Bias is in the eye of the beholder: If you get several people to respond to the same question, their answers will vary, enabling you to compare bias along a continuum. For example, two jurors might agree that it’s too difficult to fire people but one might explain: “Employment laws make it too tough in some cases, but those laws are needed to protect people.” Another might say, “I don’t have a problem with women but you can’t fire them because they will cry discrimination.” With regard to the latter response, had you first asked this juror, “Do you have any biases?” he would probably have said “no.” The point is, most people don’t see themselves as being biased. That’s why the attorney (or the judge) needs to determine what constitutes bias in a particular case.

Bond with jurors by listening: Lawyers are often told that they should be “selling their theme” and “connecting” with the jury during voir dire. But when it’s a stranger trying to sell and connect, most people shut down. Furthermore, lawyers don’t realize the effect on jurors when they ask a question and then distractedly focus on something else while the juror answers. This causes jurors to feel like their opinions don’t matter. But when lawyers convey a genuine interest in what jurors have to say, most will open up. Good listening creates the kind of bond that encourages jurors to cooperate and divulge their opinions.

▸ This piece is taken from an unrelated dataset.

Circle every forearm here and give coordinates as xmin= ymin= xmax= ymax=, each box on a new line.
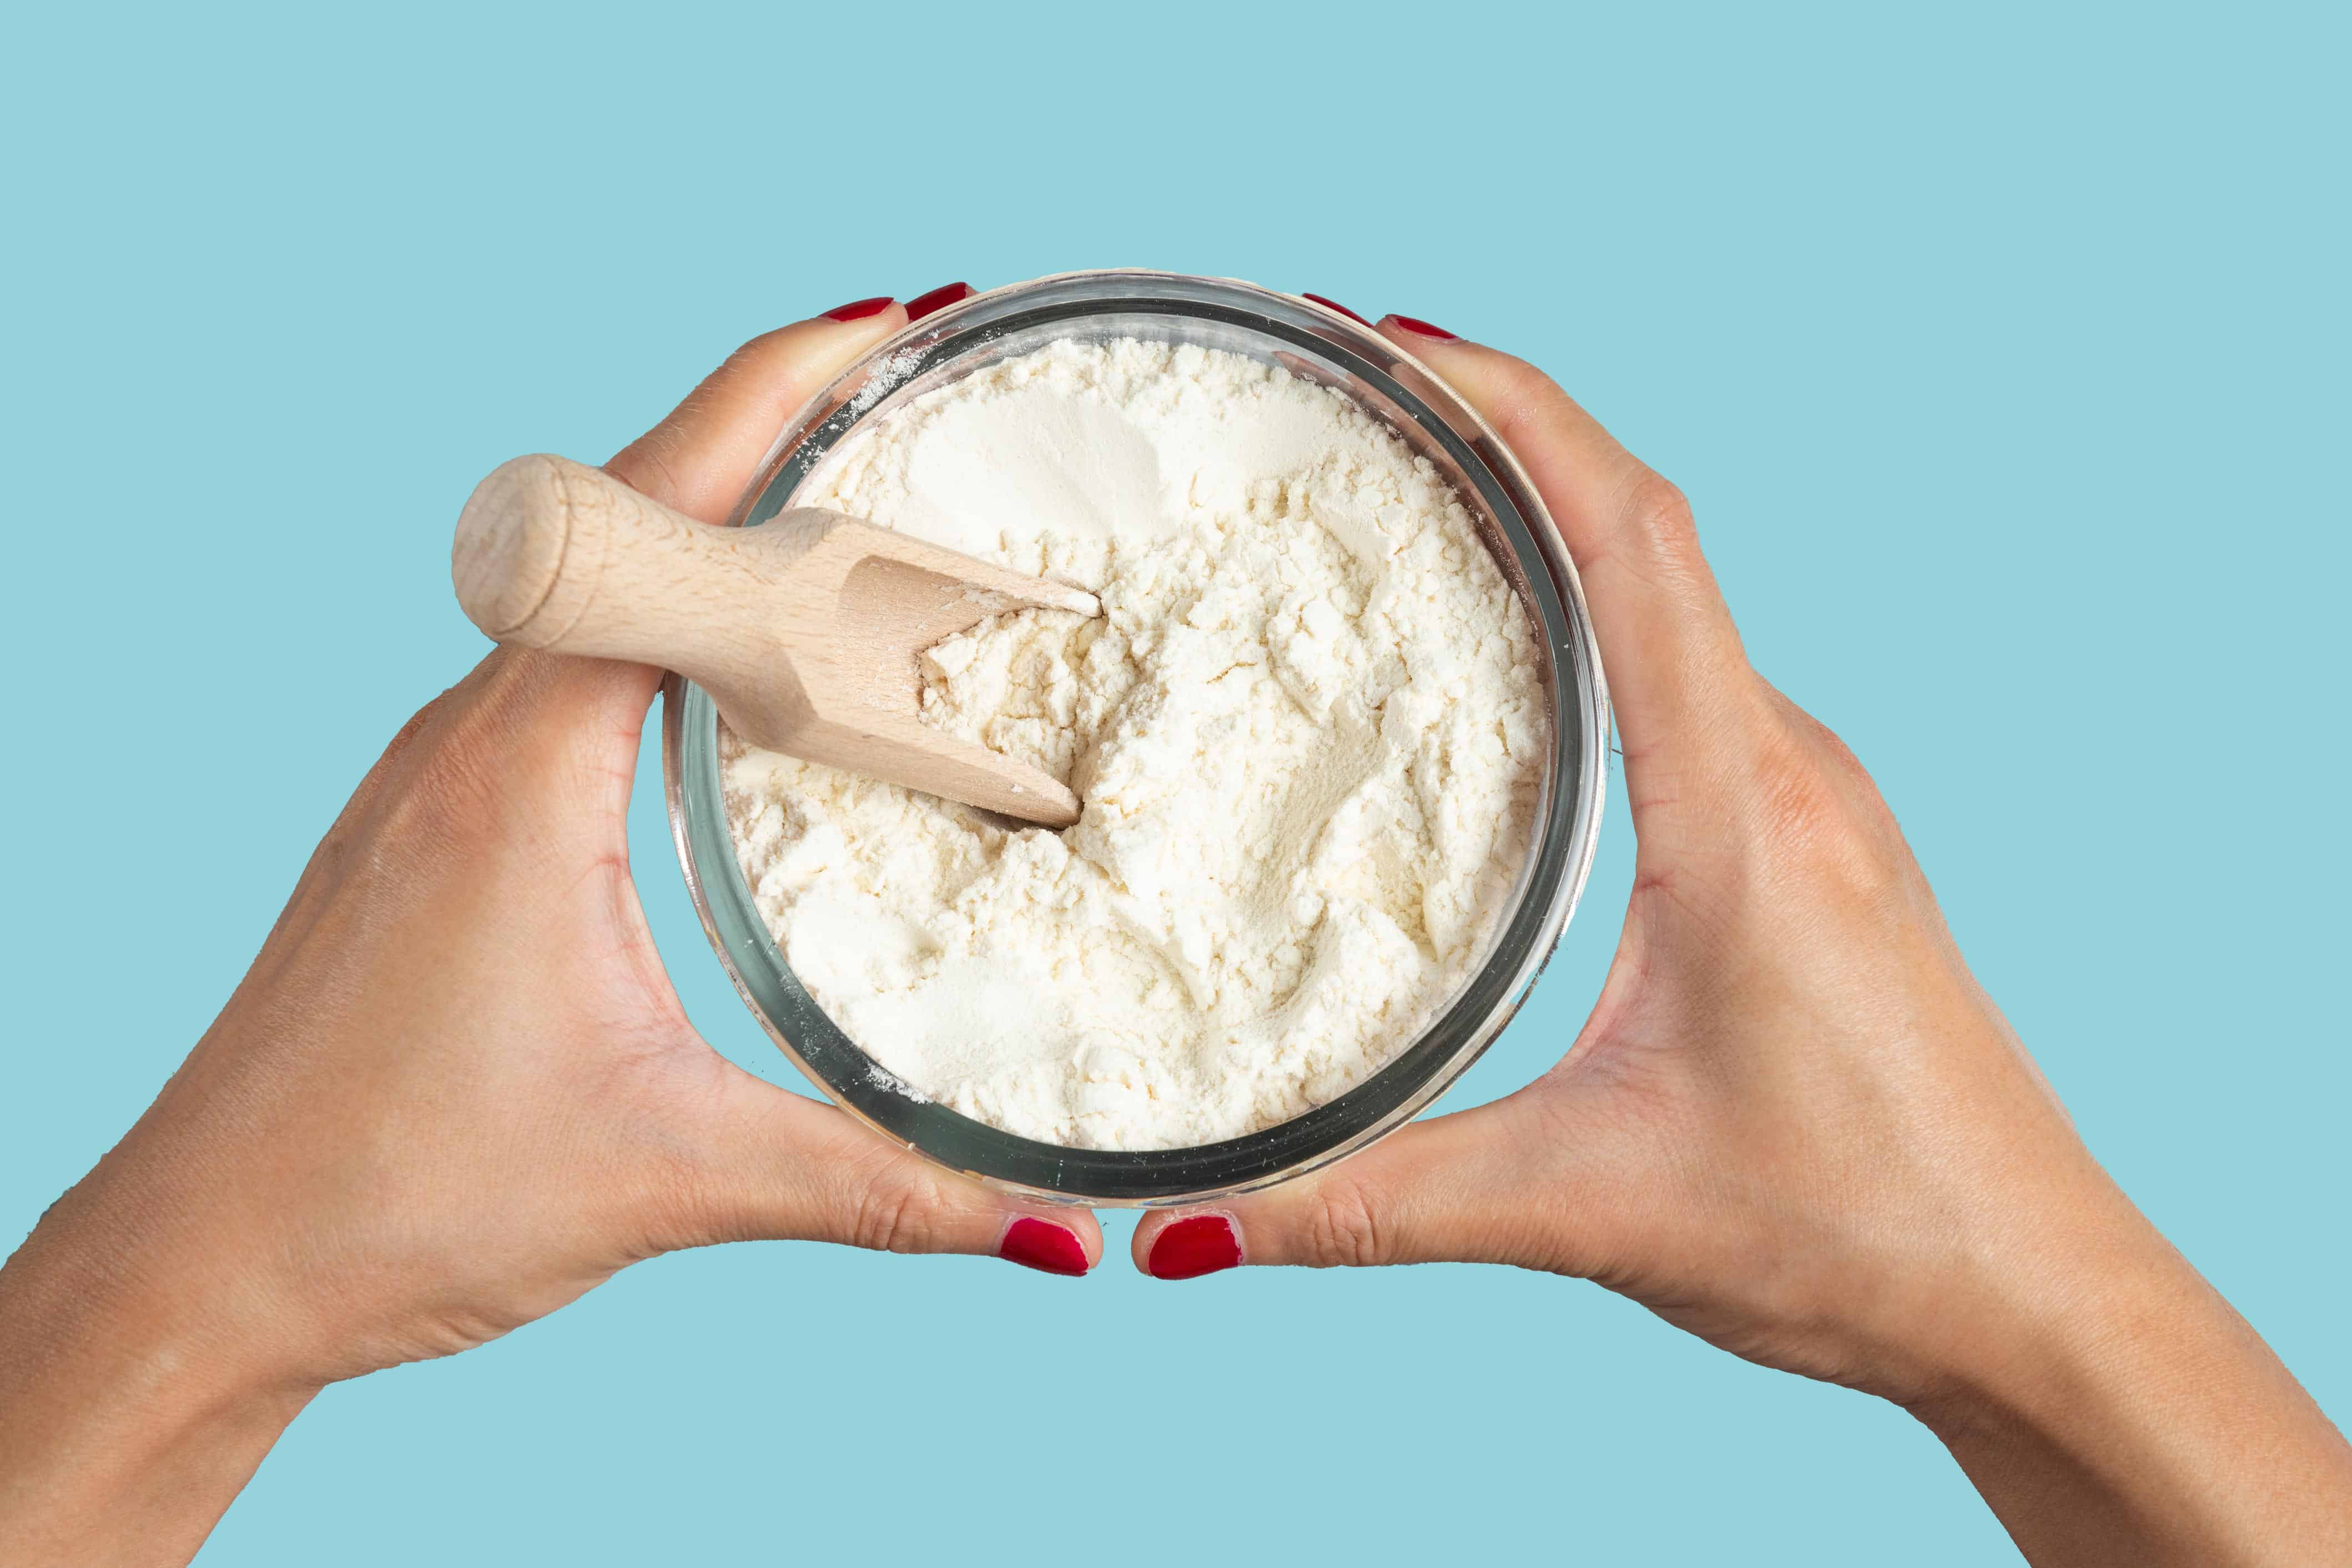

Every case and juror is different: It is not unusual for a lawyer to say that he or she leans towards, or avoids a certain type of person based on past good or bad experiences. This can blind the attorney to a juror’s potential flaws or attributes. The best strategy is to ask questions without referring back to past experiences (i.e., “In my last case, the hold-out was this young guy – I don’t trust young guys!..).

Achieving your goals during voir dire: There are concrete steps lawyers can take to improve the quality of their jury selections. In addition to the above:

Test out questions in advance: If the question doesn’t divulge anything useful, redraft it until it does. Your friends and family can give you instant feedback if a question is incomprehensible.

  • Adopt a uniform approach. Ask the same question to all jurors so you can compare “apples to apples.” This ensures that you will get the same critical information from each person, allowing you to most accurately assess jurors’ relative pros and cons.
  • Choose your words carefully. There is a huge difference between asking a juror, “What feelings do you have…” and “What experiences do you have with…” versus “Do you have any problems with…” and “Would you agree with me that…” The first set of phrases gets jurors to open up; the second set puts them on the defensive. If you can’t consistently ask open questions, it helps to read off a pad. It is far better to do this (and look up and listen while the juror answers!) than to ask a question that won’t reveal any information.

Use a jury consultant for tough cases. Lawyers spend a fraction of their time actually conducting voir dire. An experienced consultant can greatly increase and improve the quality of information gleaned.